Where are the Utopian Visionaries? Architecture of Social Exchange
Saturday, November 10, 2012 at 1:00pm to 3:00pm
Bayard Ewing Building (BEB), 106 231 South Main Street, Providence, RI
Please join us for the Where are the Utopian Visionaries? Architecture of Social Exchange exhibition reception and panel discussion. This exhibition, drawing content from a recent publication entitled Where are the Utopian Visionaries? Architecture of Social Exchange edited by Hansy Better Barraza, aims to showcase the work of contemporary architects, designers, and thinkers who continue to address one of the most poignant questions of our time: what is the role of social and community building in the practice of architecture? Through a mapping of the locations of these revolutionary projects and writings, the exhibition physically displays the vast array of professionals who are dedicated to establishing equity and strengthening social ecologies worldwide. The display utilizes a flexible grid of tiled imagery and words, accompanied by a series of interactive podiums supporting photographs and reading material.

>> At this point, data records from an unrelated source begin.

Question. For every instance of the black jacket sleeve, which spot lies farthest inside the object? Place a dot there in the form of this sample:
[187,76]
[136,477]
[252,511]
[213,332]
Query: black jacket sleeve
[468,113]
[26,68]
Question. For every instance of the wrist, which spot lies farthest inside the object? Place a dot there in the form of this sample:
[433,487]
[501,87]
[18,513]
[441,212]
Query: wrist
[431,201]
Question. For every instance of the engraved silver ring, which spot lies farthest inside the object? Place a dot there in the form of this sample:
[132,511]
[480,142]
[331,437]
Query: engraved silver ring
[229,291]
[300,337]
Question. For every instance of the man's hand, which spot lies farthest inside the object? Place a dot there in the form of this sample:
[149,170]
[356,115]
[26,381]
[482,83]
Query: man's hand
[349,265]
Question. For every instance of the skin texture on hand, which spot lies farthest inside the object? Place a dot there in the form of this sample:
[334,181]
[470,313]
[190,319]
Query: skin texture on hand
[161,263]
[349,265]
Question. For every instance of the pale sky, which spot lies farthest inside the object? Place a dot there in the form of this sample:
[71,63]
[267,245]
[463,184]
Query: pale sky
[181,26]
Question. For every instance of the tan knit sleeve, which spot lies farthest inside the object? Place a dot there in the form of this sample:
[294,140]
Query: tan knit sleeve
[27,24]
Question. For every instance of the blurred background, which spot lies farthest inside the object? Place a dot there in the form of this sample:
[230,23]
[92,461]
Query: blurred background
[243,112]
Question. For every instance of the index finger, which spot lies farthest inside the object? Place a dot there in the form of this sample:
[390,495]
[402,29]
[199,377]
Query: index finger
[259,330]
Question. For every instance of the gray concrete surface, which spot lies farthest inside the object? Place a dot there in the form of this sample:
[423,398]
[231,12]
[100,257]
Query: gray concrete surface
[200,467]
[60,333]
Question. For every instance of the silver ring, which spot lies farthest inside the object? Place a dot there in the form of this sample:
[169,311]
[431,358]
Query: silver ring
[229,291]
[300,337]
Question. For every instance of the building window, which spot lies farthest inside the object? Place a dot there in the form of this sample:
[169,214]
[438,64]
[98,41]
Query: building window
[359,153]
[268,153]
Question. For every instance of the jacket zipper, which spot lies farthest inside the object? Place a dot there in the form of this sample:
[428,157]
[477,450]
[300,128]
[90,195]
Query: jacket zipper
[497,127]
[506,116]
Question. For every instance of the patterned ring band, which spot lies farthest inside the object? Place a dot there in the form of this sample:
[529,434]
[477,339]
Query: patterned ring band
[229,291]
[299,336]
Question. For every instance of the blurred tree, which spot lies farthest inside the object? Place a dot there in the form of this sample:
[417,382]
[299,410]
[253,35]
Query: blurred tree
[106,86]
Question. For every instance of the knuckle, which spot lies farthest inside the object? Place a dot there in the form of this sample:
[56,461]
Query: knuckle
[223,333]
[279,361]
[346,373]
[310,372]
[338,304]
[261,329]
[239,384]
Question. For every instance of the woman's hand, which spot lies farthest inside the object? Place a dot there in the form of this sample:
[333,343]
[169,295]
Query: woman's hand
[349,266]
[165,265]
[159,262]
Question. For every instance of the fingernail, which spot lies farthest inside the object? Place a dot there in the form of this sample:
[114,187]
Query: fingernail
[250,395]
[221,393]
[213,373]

Milton S.F. Curry is a contributor and panelist. Arch. He is Associate Dean and Associate Professor of Architecture at the University of Michigan Taubman College of Architecture and Urban Planning. Founding coeditor/publisher of Appendx Journal from 1992 to 2003 and editor-in-chief of CriticalProductive Journal, Curry has published seminal essays on the redevelopment of American public housing and new urbanism. He has lectured widely on issues ranging from the intersection of architecture and politics to new concepts of social and collective space.

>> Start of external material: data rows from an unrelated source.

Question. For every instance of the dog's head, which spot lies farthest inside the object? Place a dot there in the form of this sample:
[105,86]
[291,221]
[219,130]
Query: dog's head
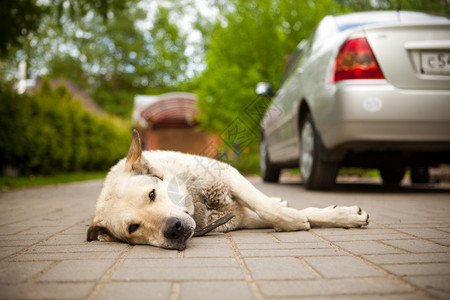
[134,206]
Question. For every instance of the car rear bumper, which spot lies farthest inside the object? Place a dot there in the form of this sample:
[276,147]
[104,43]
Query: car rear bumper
[377,112]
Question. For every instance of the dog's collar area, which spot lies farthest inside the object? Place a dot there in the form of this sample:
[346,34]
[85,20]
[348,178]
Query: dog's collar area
[214,224]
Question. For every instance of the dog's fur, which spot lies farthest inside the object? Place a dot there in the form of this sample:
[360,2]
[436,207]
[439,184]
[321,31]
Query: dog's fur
[160,197]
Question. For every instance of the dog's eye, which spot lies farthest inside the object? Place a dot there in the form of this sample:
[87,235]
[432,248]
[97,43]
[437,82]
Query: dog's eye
[132,228]
[152,195]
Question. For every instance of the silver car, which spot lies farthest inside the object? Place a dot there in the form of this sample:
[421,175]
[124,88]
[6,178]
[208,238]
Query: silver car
[368,90]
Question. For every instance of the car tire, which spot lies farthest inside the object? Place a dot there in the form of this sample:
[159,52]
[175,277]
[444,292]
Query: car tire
[269,171]
[420,175]
[317,174]
[392,176]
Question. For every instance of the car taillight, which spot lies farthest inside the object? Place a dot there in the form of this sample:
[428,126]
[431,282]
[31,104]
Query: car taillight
[355,60]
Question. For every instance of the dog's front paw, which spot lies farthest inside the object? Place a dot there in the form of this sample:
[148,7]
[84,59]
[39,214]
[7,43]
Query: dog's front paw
[279,201]
[350,216]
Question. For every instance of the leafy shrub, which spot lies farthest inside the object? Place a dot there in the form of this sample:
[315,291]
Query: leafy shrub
[50,132]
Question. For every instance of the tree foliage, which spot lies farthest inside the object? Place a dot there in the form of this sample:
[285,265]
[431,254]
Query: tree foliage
[50,132]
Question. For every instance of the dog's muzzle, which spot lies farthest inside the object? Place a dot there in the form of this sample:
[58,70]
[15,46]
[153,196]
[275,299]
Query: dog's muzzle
[177,233]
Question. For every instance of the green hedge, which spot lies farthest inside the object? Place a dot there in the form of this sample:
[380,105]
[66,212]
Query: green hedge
[50,132]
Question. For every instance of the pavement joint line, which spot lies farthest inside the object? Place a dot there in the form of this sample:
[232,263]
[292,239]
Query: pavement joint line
[27,219]
[392,246]
[310,268]
[175,291]
[247,275]
[273,237]
[105,278]
[387,273]
[39,242]
[42,272]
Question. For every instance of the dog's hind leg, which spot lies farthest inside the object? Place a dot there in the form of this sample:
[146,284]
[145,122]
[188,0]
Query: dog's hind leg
[269,211]
[337,216]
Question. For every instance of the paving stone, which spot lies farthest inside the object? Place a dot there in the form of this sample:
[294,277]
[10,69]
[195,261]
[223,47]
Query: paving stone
[252,237]
[369,237]
[289,252]
[135,290]
[296,237]
[43,230]
[418,246]
[25,243]
[65,256]
[77,270]
[332,287]
[215,290]
[426,233]
[66,239]
[46,291]
[435,285]
[185,262]
[13,229]
[220,250]
[8,251]
[419,269]
[210,238]
[367,247]
[408,258]
[143,251]
[342,267]
[277,268]
[145,270]
[99,246]
[18,272]
[267,246]
[444,242]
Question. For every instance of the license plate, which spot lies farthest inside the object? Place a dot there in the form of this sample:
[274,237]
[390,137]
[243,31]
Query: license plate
[436,63]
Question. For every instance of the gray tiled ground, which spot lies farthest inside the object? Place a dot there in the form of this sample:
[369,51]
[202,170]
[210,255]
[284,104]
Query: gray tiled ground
[403,254]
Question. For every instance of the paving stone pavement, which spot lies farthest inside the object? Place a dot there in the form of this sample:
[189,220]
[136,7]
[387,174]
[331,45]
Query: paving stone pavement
[403,254]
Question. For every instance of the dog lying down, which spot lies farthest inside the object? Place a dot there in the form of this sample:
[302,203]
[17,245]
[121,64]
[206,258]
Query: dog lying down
[162,198]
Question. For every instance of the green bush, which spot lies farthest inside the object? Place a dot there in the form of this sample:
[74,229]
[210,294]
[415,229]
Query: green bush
[49,133]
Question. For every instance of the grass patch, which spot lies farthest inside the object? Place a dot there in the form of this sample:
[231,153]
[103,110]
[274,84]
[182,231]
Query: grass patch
[11,182]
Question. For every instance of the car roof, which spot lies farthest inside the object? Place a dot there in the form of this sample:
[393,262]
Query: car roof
[351,20]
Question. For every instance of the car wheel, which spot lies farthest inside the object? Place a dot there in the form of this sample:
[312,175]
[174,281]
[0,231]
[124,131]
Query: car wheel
[316,173]
[420,175]
[392,176]
[269,172]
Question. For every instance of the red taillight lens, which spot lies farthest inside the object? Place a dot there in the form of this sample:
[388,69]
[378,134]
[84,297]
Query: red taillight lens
[355,60]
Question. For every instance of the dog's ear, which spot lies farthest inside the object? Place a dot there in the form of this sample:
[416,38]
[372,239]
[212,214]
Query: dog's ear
[135,162]
[97,232]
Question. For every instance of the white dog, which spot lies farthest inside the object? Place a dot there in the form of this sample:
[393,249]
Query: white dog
[161,198]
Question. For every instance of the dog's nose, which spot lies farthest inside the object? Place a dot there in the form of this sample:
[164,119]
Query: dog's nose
[174,228]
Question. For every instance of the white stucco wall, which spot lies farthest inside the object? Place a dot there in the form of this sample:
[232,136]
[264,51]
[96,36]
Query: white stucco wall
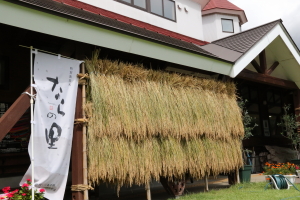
[212,26]
[187,23]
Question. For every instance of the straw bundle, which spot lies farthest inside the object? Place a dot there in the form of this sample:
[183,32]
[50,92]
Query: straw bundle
[144,124]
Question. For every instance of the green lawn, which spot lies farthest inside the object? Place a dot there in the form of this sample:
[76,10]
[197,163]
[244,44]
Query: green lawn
[249,191]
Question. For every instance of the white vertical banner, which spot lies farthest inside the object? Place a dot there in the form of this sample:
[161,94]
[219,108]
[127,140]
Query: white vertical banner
[56,85]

David Gersten is a contributor and panelist. David is a Professor in the Irwin S. Chanin School of Architecture at the Cooper Union for the Advancement of Science and Art. Gersten has been a visiting professor and guest critic at universities throughout Europe and the Americas. The Canadian Center for Architecture, among other public and private collections, has acquired his widely exhibited drawings and constructions. His work has also appeared in many publications, including RES: Anthropology and Aesthetics. Hunting Life: A Forever House is a museum edition of his drawings and stories.
Gloria Kury is the publisher and director of Gutenberg Periscope Publishing, Ltd., an independent press for art and architecture founded in 2007. She has a PhD in art history from Yale and has taught art history at the School of Visual Arts, New York University, Vassar College, and Yale University. She has also served as the director of the Yale Summer School of Music and Art in Norfolk, Connecticut.
Hansy Better Barraza is the editor of the book and will moderate the discussion. She is an Associate Professor of Architecture at the Rhode Island School of Design and a practicing architect in Boston. She serves on the Board of Directors as Secretary for the Boston Society of Architects and is on the editorial board for the Critical Productive Journal examining the intersection of architecture, culture and theory. Studio Luz Architects, the firm she cofounded with Anthony Piermarini, has been featured in national and international exhibits and publications. In 2011 she cofounded BR-A-CE: Building Research–Architecture–Community Exchange, a non-profit corporation dedicated to creating new community spaces.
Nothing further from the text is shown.